Hacía media hora que les habían convocado y todos esperaban indecisos aquella reunión. En medio de la sala de talleres de la fábrica se respiraba ansiedad y en el aire se podía cortar la incertidumbre que los trabajadores exhalaban por cada poro de sus ennegrecidas pieles. En la reunión convocada con muchas prisas, les habían comunicado el cierre de la empresa. Todos empezaron a protestar airadamente y Don Julián el empresario, un personaje orondo, simplón y muy pedante, les pidió un poco de templanza y cordura a la hora de discutir los pormenores de las indemnizaciones ya que todos iban en el mismo barco.
-¿Templanza?-repitió Roberto, padre de cuatro hijos y 30 años en la fábrica,- es fácil pedirla cuando le respaldan un montón de millones, cuando abandona el barco antes de avistar siquiera el iceberg y nos deja sin un bote salvavidas. Mis hijos no comen de la templanza.-Dio media vuelta y sin decir nada más regresó a su puesto de trabajo. Todos le miraron en silencio y comenzaron a imitar a Roberto. Don Julián se quedó hablando solo.
El reloj marcó la hora de la salida y los obreros sorteaban la puerta medio abierta, no antes de pasar por la máquina de fichar, cabizbajos, tristes y con un rictus de preocupación en sus rostros.
Cuando Roberto llegó a casa encontró a su esposa esperándolo como siempre para cenar, aunque esta vez los ojos rojos indicaban que algo había cambiado. La miro en silencio, expectante aunque sabía la respuesta de antemano a sus lágrimas. La mujer de Cristóbal, su compañero, la había llamado comunicándole la noticia. Se acercó, le dio un escueto abrazo, como con vergüenza y le dijo que no se preocupara, siempre habían sabido sortear todos los sinsabores de esta vida y seguirían haciéndolo.

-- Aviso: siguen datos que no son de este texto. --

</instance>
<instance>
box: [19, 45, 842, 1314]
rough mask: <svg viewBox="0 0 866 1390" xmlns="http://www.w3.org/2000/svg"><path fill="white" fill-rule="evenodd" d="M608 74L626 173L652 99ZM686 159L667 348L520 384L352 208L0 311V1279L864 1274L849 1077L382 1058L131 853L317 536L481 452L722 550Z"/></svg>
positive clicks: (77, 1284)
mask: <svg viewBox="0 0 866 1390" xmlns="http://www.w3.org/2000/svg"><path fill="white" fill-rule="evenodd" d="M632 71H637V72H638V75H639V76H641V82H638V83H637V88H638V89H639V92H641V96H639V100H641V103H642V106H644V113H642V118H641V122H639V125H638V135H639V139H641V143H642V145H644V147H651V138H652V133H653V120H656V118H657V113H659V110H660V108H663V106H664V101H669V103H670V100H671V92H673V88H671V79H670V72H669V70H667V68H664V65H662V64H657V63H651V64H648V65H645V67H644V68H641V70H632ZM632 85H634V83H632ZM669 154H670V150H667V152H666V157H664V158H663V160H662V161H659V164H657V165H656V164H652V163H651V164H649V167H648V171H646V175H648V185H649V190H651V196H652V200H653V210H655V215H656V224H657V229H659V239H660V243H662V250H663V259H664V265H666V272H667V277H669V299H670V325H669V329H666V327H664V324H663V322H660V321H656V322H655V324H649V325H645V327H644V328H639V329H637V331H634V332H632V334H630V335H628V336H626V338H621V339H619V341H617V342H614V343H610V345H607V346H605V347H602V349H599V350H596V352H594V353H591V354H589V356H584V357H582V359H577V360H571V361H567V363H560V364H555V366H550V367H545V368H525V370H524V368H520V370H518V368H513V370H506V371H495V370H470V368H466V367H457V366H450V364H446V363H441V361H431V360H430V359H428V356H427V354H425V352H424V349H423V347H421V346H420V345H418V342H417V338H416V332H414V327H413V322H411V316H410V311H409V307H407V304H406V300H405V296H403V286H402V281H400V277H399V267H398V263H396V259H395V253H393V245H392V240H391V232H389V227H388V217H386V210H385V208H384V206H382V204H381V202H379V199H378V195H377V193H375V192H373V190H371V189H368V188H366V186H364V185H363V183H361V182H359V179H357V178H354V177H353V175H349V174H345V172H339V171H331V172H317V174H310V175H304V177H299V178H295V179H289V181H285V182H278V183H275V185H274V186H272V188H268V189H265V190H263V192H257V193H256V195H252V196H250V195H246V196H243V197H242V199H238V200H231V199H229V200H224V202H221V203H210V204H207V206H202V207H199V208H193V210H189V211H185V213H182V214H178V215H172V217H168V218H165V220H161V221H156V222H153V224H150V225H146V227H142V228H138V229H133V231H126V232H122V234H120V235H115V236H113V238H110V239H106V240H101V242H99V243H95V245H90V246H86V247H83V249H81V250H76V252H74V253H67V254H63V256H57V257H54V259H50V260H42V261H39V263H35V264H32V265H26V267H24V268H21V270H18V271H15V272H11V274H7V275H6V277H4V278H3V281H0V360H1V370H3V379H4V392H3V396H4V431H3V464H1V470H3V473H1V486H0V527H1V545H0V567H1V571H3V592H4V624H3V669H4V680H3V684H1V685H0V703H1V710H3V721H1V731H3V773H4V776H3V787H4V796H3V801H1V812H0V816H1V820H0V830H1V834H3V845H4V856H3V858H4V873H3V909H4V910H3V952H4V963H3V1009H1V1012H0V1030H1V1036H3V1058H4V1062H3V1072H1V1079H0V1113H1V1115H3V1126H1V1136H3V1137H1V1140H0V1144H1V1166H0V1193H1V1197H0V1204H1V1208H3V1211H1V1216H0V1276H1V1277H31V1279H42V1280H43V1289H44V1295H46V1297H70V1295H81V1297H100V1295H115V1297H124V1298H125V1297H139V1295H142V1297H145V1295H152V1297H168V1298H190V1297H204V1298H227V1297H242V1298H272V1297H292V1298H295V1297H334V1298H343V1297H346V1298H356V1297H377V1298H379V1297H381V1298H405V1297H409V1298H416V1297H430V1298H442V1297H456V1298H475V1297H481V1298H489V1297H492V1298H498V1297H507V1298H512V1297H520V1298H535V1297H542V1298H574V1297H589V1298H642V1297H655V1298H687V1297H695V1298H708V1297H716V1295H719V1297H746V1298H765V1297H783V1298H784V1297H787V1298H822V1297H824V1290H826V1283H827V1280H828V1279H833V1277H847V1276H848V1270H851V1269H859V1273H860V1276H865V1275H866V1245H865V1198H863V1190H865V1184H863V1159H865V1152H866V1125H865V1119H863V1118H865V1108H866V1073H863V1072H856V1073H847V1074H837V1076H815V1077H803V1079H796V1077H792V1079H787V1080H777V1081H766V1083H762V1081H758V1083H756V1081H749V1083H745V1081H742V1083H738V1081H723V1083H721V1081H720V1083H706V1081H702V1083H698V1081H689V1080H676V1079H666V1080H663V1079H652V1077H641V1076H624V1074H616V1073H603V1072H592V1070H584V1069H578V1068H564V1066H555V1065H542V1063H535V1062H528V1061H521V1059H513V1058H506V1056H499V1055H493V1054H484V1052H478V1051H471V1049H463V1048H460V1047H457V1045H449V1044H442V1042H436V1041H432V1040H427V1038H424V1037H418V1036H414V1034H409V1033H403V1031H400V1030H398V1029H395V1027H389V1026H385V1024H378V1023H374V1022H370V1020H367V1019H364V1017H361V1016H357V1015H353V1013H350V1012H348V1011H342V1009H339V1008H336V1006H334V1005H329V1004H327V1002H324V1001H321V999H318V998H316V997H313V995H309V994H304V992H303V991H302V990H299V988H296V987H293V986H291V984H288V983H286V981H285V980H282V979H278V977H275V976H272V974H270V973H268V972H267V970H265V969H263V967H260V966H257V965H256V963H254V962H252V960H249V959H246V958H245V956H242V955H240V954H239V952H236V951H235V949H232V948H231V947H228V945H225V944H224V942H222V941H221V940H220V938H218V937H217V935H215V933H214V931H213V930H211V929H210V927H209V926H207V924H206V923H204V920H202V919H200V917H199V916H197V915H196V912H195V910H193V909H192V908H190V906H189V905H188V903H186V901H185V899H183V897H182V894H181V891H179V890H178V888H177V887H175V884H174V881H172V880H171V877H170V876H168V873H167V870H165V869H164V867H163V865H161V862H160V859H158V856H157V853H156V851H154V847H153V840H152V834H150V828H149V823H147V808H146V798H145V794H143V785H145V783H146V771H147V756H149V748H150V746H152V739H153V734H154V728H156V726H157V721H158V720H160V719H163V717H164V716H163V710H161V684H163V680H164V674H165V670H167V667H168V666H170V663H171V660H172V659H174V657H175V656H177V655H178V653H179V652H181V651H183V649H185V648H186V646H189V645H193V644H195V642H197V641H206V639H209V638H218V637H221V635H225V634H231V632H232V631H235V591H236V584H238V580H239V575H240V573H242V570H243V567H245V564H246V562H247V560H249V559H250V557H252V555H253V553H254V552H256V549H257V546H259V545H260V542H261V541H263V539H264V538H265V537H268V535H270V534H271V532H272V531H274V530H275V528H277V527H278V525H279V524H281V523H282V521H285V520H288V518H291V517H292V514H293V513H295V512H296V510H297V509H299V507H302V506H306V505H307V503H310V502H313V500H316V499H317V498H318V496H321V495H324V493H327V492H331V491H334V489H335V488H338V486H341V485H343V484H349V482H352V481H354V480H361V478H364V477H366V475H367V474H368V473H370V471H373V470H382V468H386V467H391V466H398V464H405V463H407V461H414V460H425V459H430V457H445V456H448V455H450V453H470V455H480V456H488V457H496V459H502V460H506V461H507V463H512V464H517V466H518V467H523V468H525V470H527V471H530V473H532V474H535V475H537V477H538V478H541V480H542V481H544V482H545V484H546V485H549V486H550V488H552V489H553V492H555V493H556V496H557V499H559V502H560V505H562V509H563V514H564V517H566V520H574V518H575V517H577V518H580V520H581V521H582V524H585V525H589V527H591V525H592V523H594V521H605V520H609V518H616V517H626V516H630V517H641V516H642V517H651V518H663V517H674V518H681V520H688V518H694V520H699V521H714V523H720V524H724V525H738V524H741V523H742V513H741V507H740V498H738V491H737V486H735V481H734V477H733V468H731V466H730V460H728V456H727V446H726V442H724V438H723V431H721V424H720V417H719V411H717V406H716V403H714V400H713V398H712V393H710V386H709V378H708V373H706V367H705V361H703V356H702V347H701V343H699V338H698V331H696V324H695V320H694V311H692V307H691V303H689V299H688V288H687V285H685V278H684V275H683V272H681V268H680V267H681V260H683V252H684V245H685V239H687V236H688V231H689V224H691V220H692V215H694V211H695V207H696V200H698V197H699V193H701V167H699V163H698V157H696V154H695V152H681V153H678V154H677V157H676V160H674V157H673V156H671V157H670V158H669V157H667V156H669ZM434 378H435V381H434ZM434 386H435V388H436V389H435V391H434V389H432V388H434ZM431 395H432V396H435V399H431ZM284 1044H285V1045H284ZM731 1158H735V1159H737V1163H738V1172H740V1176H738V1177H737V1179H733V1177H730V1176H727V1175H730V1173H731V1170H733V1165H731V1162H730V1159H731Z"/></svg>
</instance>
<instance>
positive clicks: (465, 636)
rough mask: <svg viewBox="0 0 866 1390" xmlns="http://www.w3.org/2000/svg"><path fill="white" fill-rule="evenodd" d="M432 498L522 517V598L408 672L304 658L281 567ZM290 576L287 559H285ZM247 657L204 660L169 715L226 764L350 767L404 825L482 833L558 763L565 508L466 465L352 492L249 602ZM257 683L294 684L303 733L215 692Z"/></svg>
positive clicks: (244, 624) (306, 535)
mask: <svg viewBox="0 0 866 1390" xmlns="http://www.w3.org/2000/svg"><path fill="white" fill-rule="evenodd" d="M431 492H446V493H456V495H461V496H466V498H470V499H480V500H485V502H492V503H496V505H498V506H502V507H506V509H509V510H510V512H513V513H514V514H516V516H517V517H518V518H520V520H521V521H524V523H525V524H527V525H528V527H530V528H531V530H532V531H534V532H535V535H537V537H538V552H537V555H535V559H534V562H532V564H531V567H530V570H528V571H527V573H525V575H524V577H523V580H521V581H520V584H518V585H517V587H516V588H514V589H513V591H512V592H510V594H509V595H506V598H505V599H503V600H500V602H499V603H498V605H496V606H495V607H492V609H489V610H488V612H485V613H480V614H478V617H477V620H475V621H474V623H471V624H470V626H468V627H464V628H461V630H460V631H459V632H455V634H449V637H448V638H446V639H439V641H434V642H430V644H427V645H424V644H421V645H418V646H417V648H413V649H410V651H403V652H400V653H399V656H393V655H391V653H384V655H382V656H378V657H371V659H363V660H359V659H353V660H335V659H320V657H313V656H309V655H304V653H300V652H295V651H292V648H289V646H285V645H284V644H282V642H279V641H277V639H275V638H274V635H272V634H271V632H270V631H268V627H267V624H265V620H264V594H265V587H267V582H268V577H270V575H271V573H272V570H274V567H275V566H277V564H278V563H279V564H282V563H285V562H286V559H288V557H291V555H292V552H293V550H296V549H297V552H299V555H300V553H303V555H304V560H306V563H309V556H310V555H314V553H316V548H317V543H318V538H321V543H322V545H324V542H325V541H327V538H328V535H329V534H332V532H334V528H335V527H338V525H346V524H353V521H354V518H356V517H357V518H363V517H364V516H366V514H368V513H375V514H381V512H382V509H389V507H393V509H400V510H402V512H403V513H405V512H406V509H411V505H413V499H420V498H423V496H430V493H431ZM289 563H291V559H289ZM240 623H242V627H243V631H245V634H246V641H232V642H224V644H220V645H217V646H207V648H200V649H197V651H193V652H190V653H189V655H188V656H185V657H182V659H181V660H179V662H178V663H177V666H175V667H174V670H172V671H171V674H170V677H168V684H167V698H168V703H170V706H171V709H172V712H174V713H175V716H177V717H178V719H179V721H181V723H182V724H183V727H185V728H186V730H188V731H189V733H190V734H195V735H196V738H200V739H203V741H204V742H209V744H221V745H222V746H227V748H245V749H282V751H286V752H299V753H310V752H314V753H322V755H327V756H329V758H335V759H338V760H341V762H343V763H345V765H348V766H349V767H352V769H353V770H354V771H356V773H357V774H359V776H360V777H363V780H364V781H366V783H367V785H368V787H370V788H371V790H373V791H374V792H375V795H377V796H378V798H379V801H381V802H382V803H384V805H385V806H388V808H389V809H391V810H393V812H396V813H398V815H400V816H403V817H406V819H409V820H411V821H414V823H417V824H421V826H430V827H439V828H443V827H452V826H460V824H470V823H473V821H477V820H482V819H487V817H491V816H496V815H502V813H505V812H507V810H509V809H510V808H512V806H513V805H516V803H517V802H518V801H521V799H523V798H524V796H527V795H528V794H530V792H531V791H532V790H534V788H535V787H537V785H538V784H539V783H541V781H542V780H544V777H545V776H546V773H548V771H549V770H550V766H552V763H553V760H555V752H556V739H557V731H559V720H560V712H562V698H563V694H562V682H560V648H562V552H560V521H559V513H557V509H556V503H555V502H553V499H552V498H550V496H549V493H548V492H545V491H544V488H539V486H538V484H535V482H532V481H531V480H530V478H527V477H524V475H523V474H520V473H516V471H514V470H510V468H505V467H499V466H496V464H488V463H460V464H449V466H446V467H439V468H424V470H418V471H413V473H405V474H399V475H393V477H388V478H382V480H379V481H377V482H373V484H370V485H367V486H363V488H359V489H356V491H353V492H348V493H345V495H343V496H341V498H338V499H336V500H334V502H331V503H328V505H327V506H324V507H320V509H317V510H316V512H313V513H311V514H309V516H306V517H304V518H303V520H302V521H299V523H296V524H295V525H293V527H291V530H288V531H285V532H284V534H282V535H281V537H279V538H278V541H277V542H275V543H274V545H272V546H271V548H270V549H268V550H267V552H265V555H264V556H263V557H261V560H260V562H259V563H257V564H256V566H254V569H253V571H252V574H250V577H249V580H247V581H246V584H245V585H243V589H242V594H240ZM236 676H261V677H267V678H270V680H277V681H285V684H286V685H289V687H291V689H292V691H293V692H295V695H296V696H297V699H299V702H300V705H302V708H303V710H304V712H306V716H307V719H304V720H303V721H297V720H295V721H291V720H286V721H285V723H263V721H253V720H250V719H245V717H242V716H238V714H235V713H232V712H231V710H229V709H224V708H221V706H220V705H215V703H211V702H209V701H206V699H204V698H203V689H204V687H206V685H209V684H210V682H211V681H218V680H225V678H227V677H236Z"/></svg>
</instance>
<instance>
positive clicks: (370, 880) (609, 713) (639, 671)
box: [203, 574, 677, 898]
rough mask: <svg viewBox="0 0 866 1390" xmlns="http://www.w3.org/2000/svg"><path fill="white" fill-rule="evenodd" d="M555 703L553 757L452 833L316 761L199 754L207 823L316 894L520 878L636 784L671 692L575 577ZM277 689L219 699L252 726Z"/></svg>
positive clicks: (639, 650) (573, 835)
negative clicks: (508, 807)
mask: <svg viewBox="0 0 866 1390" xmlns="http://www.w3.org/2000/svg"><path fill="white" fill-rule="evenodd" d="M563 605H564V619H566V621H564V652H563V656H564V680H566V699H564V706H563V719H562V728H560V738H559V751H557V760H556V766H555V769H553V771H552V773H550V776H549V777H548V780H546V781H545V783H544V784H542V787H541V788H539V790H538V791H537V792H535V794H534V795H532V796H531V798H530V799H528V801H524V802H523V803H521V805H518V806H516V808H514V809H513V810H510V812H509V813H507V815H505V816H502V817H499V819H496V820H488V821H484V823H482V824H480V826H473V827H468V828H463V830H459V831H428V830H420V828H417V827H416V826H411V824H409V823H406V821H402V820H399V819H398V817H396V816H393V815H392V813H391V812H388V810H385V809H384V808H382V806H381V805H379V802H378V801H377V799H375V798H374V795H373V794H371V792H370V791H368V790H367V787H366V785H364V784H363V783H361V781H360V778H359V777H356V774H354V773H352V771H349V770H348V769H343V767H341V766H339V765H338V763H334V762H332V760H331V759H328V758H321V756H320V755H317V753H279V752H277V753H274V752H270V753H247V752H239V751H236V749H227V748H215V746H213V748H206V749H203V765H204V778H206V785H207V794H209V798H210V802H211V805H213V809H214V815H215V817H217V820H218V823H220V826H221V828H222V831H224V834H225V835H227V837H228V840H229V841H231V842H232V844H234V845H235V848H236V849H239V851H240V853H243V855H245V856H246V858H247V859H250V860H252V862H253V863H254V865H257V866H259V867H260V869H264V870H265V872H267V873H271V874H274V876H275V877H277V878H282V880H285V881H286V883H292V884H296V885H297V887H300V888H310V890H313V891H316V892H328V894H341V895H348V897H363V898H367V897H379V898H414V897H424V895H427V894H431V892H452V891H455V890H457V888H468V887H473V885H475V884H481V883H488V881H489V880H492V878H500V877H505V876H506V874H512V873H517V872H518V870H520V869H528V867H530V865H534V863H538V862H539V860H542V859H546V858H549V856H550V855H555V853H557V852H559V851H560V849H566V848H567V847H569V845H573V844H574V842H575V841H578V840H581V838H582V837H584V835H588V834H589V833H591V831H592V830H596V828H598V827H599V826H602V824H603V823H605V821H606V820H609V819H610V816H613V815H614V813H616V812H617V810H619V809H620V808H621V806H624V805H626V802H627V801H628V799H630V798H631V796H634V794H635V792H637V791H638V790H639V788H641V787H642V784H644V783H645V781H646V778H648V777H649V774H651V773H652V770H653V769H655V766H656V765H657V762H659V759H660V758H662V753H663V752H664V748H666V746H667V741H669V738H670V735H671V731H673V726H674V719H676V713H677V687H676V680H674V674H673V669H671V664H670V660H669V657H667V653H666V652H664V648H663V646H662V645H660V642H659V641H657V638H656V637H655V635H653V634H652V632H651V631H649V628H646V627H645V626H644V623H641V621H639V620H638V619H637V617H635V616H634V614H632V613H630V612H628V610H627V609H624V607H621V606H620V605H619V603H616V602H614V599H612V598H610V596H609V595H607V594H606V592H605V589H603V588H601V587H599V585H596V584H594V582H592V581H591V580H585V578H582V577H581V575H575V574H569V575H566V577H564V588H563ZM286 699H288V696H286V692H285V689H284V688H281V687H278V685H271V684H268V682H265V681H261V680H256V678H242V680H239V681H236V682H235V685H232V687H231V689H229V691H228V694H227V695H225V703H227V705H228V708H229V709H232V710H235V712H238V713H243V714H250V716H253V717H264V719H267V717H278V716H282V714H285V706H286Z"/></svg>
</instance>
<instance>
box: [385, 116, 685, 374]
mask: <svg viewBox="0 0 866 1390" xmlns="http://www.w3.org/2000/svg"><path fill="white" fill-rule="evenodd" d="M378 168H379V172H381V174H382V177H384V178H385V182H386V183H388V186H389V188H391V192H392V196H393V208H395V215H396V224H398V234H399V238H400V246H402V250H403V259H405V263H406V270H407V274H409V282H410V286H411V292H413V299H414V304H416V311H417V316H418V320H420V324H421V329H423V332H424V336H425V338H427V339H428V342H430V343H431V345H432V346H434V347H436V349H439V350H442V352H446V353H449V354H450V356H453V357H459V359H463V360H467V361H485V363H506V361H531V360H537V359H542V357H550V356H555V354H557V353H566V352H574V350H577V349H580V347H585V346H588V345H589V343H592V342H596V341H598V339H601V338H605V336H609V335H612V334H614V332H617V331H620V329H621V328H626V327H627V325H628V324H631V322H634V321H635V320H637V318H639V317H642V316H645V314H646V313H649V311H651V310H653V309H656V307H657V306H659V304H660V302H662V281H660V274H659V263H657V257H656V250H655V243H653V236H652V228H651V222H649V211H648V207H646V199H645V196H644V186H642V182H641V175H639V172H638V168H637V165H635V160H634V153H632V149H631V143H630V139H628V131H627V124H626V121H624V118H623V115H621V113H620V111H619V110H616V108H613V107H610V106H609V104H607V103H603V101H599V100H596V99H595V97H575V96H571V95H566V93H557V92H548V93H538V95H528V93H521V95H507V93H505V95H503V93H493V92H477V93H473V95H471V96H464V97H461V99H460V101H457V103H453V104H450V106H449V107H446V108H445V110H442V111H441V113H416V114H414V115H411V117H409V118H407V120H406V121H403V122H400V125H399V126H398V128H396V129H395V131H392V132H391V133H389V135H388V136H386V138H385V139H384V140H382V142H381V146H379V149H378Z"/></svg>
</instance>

Una semana más tarde, Don Julián consiguió el permiso para cerrar la fábrica y ponerlos a todos en la calle. Y eso hizo..
Esta mañana Roberto se hallaba en la cola del paro esperando arreglar los papeles, intentando conseguir una ayuda para la familia, era la primera vez y estaba avergonzado de su situación. Tenía la vista fija en el suelo, cabizbajo y evitaba las miradas de todos los que componían aquella larguísima fila y así ahorrarse entablar conversaciones y tener que explicar su situación.
Un guardia de seguridad, de manera altiva y con gestos airados, dio paso a aquellas personas que ojeaban una y otra vez los papeles, intentando repasar si los formularios estaban debidamente rellenados y firmados, y si cumplían todos los requisitos que se les exigían para cobrar las exiguas ayudas.
Al abrirse las puerta de esa oficina, Roberto miró al frente por primera vez, vio gente cogiendo número en las máquinas expendedoras de tikes, para ser atendidas en unas mesas, donde otras personas de manera impersonal y con aire de cansancio, escuchaban las historias de cada uno. Vio los rostros de todos ellos. En todos se reflejaba tristeza y lo que es peor, conformidad con la situación.
En ese instante, se percató de algo, había entrado en un mundo donde las penas eran el primer plato en la mesa a la hora de comer, donde el tiempo se hace corto cuando te ponen límites y donde la desesperación por agarrar al futuro hace que el presente pase inadvertido para todos. Ese lugar era recordatorio constante de tus logros, de tus fracasos, pero sobretodo, del cuanto vales para los demás. Estabas a la venta en un mercado, donde no siempre la profesionalidad era la oferta del día.